Morice Carlos Bird
March 25, 1888, St Michael's Hamlet, Liverpool, Lancashire
December 09, 1933, Broadstone, Dorset, (aged 45y 259d)
Right hand bat
Right arm medium
Morice Carlos Bird, whose remarkable performance of scoring two separate hundreds in the Eton and Harrow match in 1907 remains unparalleled, died at Broadstone, Dorset, on December 9. Besides being famous at Harrow, whom he represented four times against Eton, he made a name as a batsman for Surrey and also played a good deal for M.C.C. Born at Liverpool on March 25, 1888, Mr. Bird was in the Harrow Eleven from 1904 to 1907, and was captain when he wound up his school career with his great achievement. Tall and of strong build he dwarfed the other players both in stature and skill. In Harrow's first innings he scored 100 not out in an hour and three-quarters; in the second, when fighting an uphill game, he hit up 131 in two hours and a quarter. Thanks to his fine hitting and his timely declaration, Harrow won at twenty minutes past seven by 79 runs.

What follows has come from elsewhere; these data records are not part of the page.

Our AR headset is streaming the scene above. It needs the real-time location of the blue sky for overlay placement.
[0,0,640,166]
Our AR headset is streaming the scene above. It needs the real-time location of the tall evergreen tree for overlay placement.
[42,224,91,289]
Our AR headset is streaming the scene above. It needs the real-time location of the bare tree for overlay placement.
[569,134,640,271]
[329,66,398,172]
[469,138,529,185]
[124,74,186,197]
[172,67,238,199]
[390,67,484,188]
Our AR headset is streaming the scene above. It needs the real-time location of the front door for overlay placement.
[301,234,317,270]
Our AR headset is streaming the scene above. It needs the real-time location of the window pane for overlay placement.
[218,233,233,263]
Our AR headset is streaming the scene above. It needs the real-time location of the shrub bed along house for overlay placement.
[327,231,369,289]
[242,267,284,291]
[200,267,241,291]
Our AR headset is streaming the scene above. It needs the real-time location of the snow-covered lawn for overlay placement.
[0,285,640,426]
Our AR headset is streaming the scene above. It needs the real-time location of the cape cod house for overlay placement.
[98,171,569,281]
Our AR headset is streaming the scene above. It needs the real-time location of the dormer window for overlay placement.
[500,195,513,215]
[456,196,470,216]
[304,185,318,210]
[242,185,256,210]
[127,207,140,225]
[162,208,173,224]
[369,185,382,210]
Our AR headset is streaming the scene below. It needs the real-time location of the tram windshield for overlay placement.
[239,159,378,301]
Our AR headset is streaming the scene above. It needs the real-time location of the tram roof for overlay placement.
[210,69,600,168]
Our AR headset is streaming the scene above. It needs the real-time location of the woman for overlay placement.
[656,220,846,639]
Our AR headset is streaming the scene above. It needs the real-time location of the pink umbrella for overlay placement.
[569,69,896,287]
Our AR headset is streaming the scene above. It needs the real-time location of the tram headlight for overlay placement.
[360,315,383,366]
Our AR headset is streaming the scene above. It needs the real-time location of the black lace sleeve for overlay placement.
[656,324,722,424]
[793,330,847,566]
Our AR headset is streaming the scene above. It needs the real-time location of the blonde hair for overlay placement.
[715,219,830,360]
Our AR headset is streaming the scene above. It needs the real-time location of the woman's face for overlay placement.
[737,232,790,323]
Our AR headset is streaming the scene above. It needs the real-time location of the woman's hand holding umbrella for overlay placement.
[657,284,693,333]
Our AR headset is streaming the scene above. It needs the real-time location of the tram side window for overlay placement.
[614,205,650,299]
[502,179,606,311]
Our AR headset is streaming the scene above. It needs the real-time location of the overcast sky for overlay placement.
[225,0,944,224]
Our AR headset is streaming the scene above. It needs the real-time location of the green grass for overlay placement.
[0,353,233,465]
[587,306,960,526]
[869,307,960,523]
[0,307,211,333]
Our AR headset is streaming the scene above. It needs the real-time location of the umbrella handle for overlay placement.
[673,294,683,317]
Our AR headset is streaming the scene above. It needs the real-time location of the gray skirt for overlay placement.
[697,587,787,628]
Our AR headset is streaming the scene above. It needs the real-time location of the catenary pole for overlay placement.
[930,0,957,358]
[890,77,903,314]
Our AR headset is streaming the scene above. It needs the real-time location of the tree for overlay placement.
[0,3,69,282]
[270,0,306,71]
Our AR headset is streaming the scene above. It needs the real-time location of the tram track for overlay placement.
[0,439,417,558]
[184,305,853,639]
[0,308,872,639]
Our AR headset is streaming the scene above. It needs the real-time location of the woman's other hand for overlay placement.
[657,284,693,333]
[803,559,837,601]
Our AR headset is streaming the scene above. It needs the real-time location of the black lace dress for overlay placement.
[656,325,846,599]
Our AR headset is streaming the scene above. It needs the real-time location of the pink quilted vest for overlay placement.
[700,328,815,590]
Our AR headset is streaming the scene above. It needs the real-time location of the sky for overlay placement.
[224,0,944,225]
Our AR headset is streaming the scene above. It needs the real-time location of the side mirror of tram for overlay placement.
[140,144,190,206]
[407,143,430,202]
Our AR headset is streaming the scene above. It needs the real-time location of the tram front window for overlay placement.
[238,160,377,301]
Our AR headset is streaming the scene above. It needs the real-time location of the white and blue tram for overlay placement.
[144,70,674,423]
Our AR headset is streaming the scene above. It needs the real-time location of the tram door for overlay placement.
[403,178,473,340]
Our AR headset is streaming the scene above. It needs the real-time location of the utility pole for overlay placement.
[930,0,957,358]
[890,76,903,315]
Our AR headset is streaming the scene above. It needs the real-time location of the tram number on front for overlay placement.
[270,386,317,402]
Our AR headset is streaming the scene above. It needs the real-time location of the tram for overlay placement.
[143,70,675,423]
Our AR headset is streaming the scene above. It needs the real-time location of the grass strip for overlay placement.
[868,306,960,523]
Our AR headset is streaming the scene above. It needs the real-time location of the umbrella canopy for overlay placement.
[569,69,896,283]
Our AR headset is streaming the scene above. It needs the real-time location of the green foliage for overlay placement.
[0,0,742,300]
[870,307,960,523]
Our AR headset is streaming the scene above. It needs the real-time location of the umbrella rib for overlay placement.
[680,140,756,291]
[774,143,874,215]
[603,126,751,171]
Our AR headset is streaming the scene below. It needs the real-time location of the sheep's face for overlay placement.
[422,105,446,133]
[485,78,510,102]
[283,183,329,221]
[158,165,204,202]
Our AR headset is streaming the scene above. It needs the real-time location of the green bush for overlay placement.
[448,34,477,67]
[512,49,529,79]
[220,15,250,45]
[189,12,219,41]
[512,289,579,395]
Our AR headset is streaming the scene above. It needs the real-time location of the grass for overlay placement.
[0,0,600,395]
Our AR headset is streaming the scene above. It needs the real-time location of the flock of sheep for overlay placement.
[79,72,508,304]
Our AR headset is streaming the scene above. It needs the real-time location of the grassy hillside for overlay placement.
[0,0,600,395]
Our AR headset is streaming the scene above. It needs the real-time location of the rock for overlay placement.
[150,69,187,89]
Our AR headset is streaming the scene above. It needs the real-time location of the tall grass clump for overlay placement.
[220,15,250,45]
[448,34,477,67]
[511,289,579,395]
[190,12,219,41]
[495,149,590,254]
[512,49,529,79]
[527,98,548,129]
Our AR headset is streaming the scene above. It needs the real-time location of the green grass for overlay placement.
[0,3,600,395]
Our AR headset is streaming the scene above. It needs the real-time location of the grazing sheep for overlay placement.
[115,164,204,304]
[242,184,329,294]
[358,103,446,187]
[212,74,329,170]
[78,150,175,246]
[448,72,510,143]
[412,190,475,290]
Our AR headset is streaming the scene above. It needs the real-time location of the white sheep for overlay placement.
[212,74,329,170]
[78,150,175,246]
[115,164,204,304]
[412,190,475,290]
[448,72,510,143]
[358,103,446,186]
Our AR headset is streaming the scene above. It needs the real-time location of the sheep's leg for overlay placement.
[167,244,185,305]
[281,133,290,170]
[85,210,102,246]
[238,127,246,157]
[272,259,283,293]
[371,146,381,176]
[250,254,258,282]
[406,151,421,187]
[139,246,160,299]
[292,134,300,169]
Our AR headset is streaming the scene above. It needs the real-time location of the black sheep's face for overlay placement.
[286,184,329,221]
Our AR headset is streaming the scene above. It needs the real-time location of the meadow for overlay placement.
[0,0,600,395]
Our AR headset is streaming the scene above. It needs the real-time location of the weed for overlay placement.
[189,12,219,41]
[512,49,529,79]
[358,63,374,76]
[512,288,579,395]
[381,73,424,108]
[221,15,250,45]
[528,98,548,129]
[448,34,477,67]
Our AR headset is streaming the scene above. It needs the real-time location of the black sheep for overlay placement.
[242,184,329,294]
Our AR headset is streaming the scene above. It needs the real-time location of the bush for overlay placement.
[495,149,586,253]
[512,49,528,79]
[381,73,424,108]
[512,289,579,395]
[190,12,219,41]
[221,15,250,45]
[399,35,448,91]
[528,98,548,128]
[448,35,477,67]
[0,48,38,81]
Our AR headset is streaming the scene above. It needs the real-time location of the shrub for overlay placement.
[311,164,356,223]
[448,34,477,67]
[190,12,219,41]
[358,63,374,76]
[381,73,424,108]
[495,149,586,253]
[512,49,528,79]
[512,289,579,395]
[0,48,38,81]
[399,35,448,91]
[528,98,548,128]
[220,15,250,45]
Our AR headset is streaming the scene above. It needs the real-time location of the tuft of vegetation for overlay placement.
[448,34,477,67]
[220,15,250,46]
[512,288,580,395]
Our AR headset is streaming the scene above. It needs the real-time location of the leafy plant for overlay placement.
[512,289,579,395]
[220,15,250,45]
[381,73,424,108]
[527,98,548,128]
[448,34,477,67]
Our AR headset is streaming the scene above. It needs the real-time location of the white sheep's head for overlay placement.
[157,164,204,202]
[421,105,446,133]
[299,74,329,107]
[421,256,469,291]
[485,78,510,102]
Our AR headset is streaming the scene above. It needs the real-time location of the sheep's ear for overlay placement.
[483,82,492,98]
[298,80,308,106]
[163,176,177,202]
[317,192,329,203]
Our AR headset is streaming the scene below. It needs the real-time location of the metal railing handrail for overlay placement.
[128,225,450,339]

The same year--1907--Mr. Bird appeared in a few games for his native county, Lancashire, but not until he played for Surrey two years afterwards, did he accomplish anything of note in county cricket. Then he was included in the M.C.C. side that toured South Africa in the winter of 1909-10, and also visited South Africa with the team of 1913-14, playing in ten Test Matches in that country. Succeeding Mr. H. D. G. Leveson Gower in 1911, Mr. Bird captained Surrey during the next two years and in 1910, 1911 and 1913 scored over a thousand runs. His best season was that of 1911, when he had an aggregate of 1,404 and an average of 30. A very fine forcing batsman, specially strong on the off side, both in driving and cutting, Morice Bird had a determined personality which often enabled him to show to most advantage on important occasions. His hitting against the Australian team of 1912 in two games at the Oval--he scored 76, 68 and 112 in dazzling fashion--is still talked about. A medium pace bowler, he took five wickets in the match with Eton which brought him such fame. In 1911, he had a record of forty-seven wickets for just over 20 runs apiece. He was also a capital field. After the War, he succeeded Mr. M. C. Kemp for two seasons as coach at Harrow and subsequently undertook similar duties at the Oval. He had been desperately ill for some years prior to his death.